CS 194-26 Project 1

Roger Chen

In this project, our task is to take a scanned image containing 3 grayscale images, which represent the world as seen through blue, green, and red filters, and align them into a RGB color image. I chose to use Python and Numpy for this task, because it is what I am most familiar with.

Input images

There are a lot of blotches and defects in the input images that make it hard to make sense of. I ended up just taking three equal sized slices of the input image array, by dividing the height of the original image in 3, and making those the three channels.

I noticed that when I loaded the images into Python with the Pillow image library, the small JPEG images would be arrays of type np.uint8 and have range 0 to 255, whereas the large TIFF images would be arrays of type np.uint16 and have range 0 to 65535. I want to use floating point numbers instead of integers, so the first thing I did was to normalize the values to approximately 0 to 256, so I do not have to worry about numerical issues regarding integer overflow.

Saving the output

Before I started doing any alignment, I wanted to write the output function so I could save the final output files and visualize my work. My output function creates a H*W*3 array of type np.uint8 and fills it in with 3 numpy arrays that represent the three color channels. I noticed that the input images seemed to be in Blue-Green-Red order, whereas numpy wants the arrays in Red-Green-Blue order, so I saved each channel to the 2-N^th channel of the numpy array. I output the final images as PNG instead of JPEG, because I do not think I should be using a lossless file format if I'm hunting for alignment errors in the output images. I can always convert the PNG to JPEG if I want to publish the results.

First attempt

The first version of my code tried to align all 3 images at the same time, by searching over two pairs of displacements: one for green and one for red. There were a total of 4 parameters to match. I thought that, even if the luminosity of two different color channels might have a lot of differences, I could get a pretty good answer by using the luminosity of all 3 color channels at once. I noticed my code ran really slowly and this was not the suggested method on the project spec, so I tried something else.

For my error metric, I used the L2 norm of the difference of the two images. I did not normalize this error metric, because I would only be comparing images that were all the same size. This is because I designed my get_displaced() function to also take in an extra parameter that would guarantee that, in one iteration of the algorithm, all of the compared images would be the same size.

Finally, I added the image pyramid optimization to my algorithm. I set a recursion base case threshold at 100 pixels, so images that were less than 100 pixels on the longest side would not be resized any smaller.
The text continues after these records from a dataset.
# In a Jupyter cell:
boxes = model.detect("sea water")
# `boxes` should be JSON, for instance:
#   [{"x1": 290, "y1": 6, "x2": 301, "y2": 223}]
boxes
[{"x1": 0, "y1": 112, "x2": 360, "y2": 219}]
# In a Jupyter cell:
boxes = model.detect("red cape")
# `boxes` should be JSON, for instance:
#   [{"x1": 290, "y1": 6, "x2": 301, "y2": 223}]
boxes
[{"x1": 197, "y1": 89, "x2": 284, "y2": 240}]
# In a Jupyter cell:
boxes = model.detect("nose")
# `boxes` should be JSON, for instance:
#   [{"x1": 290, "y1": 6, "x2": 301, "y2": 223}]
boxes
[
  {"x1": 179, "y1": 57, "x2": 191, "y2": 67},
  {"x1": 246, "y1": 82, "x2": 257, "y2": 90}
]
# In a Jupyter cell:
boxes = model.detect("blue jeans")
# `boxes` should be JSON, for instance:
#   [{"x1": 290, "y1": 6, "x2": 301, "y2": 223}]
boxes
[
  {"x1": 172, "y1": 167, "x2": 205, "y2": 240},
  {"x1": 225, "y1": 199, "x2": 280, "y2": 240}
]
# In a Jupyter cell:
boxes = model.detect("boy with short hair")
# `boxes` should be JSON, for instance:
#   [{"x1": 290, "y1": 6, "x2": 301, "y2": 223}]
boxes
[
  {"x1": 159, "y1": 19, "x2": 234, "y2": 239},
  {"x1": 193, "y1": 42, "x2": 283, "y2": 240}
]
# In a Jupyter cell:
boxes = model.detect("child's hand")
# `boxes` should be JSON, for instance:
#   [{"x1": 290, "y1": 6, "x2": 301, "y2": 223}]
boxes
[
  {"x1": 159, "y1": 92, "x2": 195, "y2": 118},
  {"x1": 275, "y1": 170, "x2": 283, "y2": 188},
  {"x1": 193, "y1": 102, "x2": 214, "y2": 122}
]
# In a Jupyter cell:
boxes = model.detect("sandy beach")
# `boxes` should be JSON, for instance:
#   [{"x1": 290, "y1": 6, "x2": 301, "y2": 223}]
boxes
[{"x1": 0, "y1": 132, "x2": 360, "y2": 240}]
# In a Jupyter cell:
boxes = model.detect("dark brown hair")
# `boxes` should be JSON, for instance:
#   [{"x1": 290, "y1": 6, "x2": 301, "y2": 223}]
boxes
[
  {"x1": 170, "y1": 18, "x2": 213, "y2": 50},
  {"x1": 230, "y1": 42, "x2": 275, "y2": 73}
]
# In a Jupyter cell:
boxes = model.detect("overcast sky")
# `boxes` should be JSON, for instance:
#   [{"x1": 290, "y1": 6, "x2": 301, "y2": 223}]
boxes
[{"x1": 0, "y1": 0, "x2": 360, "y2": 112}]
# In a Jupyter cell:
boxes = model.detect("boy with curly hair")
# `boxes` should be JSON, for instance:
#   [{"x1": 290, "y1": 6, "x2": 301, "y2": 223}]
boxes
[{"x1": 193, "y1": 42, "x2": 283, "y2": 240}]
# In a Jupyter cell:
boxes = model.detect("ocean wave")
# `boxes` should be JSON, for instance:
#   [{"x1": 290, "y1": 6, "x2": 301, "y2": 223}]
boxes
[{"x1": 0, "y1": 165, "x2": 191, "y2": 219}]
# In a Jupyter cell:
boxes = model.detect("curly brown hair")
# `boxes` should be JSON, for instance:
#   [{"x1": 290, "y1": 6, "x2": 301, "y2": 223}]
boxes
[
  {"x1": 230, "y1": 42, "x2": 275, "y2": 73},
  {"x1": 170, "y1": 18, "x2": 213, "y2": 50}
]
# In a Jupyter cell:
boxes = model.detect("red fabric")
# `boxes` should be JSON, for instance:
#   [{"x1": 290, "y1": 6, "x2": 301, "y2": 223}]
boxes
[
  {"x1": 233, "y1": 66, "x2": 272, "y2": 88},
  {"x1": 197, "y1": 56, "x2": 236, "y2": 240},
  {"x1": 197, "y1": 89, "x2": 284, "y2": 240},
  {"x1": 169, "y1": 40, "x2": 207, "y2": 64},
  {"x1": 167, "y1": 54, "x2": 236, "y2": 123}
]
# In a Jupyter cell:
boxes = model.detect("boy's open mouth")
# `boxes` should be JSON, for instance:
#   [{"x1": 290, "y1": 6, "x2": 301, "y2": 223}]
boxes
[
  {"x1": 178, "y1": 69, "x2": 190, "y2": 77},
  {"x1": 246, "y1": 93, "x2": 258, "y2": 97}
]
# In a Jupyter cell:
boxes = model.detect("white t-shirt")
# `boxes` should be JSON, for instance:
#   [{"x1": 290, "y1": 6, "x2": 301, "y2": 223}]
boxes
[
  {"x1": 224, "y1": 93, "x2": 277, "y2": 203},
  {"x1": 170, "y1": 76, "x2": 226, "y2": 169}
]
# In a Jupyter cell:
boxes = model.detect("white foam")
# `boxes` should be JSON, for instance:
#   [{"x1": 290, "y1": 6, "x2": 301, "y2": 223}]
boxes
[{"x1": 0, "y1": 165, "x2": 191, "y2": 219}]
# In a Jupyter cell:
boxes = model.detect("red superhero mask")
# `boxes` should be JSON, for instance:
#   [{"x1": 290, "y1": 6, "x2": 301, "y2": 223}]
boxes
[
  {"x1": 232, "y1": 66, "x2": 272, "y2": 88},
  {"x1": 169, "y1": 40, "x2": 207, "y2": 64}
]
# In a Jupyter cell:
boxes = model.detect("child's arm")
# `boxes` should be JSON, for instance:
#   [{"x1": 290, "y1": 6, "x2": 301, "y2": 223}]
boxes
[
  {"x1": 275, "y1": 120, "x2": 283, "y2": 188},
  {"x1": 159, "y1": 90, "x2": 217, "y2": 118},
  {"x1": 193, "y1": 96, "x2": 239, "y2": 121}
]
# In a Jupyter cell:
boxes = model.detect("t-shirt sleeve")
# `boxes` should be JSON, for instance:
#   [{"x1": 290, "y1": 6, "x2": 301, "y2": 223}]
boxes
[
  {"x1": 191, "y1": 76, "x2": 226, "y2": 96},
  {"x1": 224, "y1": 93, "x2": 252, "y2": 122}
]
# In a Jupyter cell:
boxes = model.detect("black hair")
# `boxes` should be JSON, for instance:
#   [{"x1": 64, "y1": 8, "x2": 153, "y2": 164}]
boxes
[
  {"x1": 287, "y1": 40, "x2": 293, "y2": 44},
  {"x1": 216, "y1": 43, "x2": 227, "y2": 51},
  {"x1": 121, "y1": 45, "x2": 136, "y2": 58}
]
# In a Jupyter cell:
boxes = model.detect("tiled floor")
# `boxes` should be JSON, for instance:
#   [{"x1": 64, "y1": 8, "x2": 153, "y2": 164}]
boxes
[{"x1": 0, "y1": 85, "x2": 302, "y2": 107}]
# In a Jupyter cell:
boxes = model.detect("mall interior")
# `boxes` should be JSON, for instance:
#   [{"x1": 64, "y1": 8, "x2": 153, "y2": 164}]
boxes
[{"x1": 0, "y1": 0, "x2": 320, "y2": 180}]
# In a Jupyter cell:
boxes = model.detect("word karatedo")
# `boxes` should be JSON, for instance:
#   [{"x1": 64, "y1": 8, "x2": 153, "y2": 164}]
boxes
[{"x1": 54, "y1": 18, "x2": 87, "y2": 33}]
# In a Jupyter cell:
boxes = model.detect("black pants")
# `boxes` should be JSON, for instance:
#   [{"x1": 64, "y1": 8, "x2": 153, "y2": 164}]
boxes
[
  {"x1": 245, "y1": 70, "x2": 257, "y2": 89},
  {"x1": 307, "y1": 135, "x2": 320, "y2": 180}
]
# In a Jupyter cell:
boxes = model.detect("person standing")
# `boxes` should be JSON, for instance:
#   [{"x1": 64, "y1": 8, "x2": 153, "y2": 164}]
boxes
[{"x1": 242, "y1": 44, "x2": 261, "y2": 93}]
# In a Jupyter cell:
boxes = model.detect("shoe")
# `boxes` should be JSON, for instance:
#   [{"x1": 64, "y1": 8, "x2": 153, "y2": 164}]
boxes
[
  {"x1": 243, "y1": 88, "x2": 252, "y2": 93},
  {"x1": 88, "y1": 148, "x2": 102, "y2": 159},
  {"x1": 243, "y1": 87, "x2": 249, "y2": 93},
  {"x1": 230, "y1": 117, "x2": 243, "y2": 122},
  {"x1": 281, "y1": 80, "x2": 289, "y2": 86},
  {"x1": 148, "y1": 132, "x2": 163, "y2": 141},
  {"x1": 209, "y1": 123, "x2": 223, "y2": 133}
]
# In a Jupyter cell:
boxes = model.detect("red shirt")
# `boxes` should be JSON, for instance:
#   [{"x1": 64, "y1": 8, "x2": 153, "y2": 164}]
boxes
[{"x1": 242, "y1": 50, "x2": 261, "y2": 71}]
On each recursive call, I reduced the size of my input images by a factor of 2. When the recursive call returned, I scaled up the estimated alignment parameters by a factor of 2.

This initial version of the algorithm produced this image, which is pretty good at a first glance:

However, the 100% crop reveals that there is a lot of odd colors on the edges:

Plus, some of the example input images did not align at all:

First attempt results

Here are all of the results produced by this initial algorithm. The parameters are expressed as (dy, dx).

bridge (-12, 7), (-68, -6)
cathedral (-5, -2), (-12, -3)
emir misaligned (-48, -24), (-442, -442)
harvesters (-59, -17), (-123, -14)
icon (-41, -17), (-89, -23)
lady (-54, -8), (-114, -12)
melons (-82, -10), (-178, -13)
monastery (3, -2), (-3, -2)
nativity (-3, -1), (-8, 0)
onion_church (-51, -27), (-108, -37)
self_portrait (-78, -29), (-175, -37)
settlers (-7, 0), (-15, 1)
three_generations (-51, -14), (-110, -12)
tobolsk (-3, -3), (-7, -3)
train (-42, -6), (-86, -32)
turkmen (-55, -21), (-116, -28)
village (-64, -12), (-137, -22)
workshop (-53, 1), (-105, 12)

We see imperfections in the alignment of most images, but only one image (emir) is seriously misaligned. This misalignment will be addressed in the next section.

Better transformations and features

I used some extra techniques to improve the performance of my algorithm on the images that it fails to align.

Distortion and scaling

My first idea was to expand the search space from a displacement pair (x, y) to an 8-tuple of parameters (x1, y1, x2, y2, x3, y3, x4, y4) that represented the 4 corners of a rectangular image. With the 4 corners, I would use a linear perspective transformation matrix to align the green channel to the blue channel, and another transformation matrix to align the red channel to the blue channel.

The main problem with this approach is that it would be too slow to implement, if I just added on the extra parameters to my current code. So, I came up with two modifications to this plan: #1) I would use 2 corners (top-left and bottom-right) instead of 4, which contains almost the same expressive power, but fewer dimensions, and #2) I would try to optimize one parameter at a time, while holding the others fixed.

My algorithm tweaks each parameter one at a time, and finds the tweak that yields the lowest error. Then, it updates the best guess for the alignment parameters with these new values. On each level of the image pyramid, this tweak-update cycle is performed 8 times.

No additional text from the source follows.